Author: Doogab Yi Publisher: University of Chicago Press ISBN: 022621611X Category : Science Languages : en Pages : 331
Book Description
The advent of recombinant DNA technology in the 1970s was a key moment in the history of both biotechnology and the commercialization of academic research. Doogab Yi’s The Recombinant University draws us deeply into the academic community in the San Francisco Bay Area, where the technology was developed and adopted as the first major commercial technology for genetic engineering. In doing so, it reveals how research patronage, market forces, and legal developments from the late 1960s through the early 1980s influenced the evolution of the technology and reshaped the moral and scientific life of biomedical researchers. Bay Area scientists, university administrators, and government officials were fascinated by and increasingly engaged in the economic and political opportunities associated with the privatization of academic research.

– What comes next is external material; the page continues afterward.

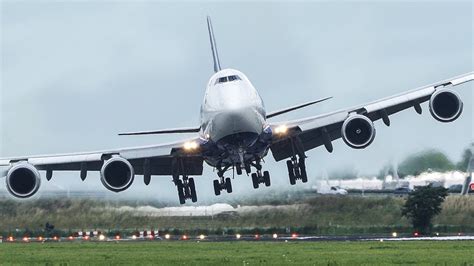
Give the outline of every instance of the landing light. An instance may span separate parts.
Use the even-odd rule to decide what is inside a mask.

Yi uncovers how the attempts made by Stanford scientists and administrators to demonstrate the relevance of academic research were increasingly mediated by capitalistic conceptions of knowledge, medical innovation, and the public interest. Their interventions resulted in legal shifts and moral realignments that encouraged the privatization of academic research for public benefit. The Recombinant University brings to life the hybrid origin story of biotechnology and the ways the academic culture of science has changed in tandem with the early commercialization of recombinant DNA technology.